Atentemos numa situação concreta: na sequência de um acidente de viação que causou a morte de uma pessoa, veio a cônjuge do falecido, em representação dos seus três filhos – dois deles filhos biológicos do falecido e um apenas filho dela, mas que viveu com o falecido desde os dois anos de idade – peticionar uma indemnização por danos não patrimoniais contra a seguradora daquele que culposamente, causou o acidente.
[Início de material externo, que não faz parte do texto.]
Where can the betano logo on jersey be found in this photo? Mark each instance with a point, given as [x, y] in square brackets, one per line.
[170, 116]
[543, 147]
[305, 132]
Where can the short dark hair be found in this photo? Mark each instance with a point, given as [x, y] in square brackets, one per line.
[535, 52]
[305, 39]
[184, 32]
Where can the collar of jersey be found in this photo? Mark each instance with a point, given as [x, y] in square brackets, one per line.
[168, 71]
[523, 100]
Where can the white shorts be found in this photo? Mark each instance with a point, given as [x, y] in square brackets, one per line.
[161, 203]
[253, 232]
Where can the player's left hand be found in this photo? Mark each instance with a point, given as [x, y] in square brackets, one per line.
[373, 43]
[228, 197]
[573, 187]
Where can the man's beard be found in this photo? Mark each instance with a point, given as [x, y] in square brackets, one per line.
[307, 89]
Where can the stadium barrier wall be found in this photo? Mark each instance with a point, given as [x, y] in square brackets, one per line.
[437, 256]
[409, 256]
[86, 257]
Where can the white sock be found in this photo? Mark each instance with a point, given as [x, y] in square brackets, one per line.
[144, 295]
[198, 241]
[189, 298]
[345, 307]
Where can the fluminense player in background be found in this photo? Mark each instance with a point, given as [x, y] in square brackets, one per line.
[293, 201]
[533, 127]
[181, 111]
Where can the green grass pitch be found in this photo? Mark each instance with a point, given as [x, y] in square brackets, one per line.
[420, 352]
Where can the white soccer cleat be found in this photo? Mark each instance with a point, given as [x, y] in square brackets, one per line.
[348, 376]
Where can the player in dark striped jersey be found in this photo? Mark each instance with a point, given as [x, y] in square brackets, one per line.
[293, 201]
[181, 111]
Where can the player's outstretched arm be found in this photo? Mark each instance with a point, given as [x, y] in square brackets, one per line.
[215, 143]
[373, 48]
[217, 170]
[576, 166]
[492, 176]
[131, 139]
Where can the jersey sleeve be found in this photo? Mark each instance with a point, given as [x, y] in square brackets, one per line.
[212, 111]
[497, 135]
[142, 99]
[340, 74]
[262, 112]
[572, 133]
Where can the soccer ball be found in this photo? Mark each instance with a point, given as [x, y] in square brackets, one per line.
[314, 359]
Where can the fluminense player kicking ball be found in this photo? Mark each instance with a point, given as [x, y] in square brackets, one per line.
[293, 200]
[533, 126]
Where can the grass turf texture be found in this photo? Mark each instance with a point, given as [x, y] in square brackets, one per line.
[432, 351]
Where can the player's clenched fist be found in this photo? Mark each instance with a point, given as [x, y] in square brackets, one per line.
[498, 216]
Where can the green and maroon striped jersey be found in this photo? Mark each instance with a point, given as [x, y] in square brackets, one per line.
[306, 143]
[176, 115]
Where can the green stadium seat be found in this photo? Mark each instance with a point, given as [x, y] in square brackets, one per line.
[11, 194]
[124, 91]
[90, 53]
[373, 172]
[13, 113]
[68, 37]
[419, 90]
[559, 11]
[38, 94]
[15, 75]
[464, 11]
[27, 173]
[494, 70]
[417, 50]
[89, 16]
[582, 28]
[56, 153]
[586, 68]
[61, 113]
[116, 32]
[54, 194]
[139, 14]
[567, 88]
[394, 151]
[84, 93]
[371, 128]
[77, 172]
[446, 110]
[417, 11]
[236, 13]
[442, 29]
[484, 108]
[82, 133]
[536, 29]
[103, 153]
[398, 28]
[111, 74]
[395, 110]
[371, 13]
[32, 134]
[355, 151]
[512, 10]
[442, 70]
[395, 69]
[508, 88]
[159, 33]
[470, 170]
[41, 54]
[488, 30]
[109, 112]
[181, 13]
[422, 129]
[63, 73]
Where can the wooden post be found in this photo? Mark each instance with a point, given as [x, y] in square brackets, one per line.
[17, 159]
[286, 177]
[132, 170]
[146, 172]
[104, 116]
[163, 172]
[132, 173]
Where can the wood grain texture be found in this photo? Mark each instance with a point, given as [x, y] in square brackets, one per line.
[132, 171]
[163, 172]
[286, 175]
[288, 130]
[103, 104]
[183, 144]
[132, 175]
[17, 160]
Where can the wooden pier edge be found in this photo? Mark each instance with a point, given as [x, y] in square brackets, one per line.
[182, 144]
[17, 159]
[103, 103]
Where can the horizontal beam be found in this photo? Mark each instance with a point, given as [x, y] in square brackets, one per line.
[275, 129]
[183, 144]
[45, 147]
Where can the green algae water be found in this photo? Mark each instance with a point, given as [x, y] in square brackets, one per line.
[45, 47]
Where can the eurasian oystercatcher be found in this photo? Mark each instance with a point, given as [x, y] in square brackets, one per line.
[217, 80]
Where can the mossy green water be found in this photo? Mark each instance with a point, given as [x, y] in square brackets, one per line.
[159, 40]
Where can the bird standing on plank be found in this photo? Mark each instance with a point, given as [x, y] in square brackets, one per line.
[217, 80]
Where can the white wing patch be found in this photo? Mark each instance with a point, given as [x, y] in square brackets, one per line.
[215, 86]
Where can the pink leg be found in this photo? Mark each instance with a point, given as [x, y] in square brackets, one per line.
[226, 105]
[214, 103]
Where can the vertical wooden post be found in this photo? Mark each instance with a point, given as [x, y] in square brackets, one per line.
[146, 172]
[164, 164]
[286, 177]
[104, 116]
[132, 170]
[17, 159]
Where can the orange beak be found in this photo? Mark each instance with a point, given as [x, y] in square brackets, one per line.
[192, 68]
A ré seguradora aceitou que a responsabilidade pela produção do acidente que causou a morte do sinistrado se deveu, em exclusivo, à conduta do seu segurado, tendo o referido evento resultado do seu comportamento infrator, mas contestou, sustentando a não titularidade do direito pelo enteado.
O Supremo Tribunal de Justiça pronunciou-se sobre esta situação, no seu acórdão de 15-09-2022 (disponível em www.dgsi.pt), tendo considerado que “o n.º 2 do artigo 496.º do Código Civil deve ser interpretado como permitindo que seja equiparado a filho o enteado que viveu com a vítima desde os 2 anos de idade e com quem se relacionava como se de um pai se tratasse, não se justificando a manutenção da ignorância das novas formulas de vivência familiar dos tempos modernos, ainda que o enteado não tenha sido adotado ou apadrinhado pelo falecido”.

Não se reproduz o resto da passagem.